[2450] This, and not Chandwār (f. 331b), appears the correct form. Neither this place nor Ābāpūr is mentioned in the G. of I.’s Index or shewn in the I.S. Map of 1900 (cf. f. 331b n. 3). Chandawār lies s.w. of Fīrūzābād, and near a village called Ṣufīpūr.
[2451] Anglicé, Wednesday after 6 p.m.
[2452] or life-guardsman, body-guard.
[2453] This higher title for T̤ahmāsp, which first appears here in the B.N., may be an early slip in the Turkī text, since it occurs in many MSS. and also because “Shāh-zāda” reappears on f. 359.
[2454] Slash-face, balafré; perhaps Ibrāhīm Begchīk (Index s.n.), but it is long since he was mentioned by Bābur, at least by name. He may however have come, at this time of reunion in Āgra, with Mīrzā Beg T̤aghāī (his uncle or brother?), father-in-law of Kāmrān.

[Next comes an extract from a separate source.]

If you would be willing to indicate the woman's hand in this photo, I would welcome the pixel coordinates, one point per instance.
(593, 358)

[2455] The army will have kept to the main road connecting the larger towns mentioned and avoiding the ravine district of the Jumna. What the boat-journey will have been between high banks and round remarkable bends can be learned from the G. of I. and Neave’s District Gazetteer of Mainpūrī. Rāprī is on the road from Fīrūzābād to the ferry for Bateswar, where a large fair is held annually. (It is misplaced further east in the I.S. Map of 1900.) There are two Fatḥpūrs, n. e. of Rāprī.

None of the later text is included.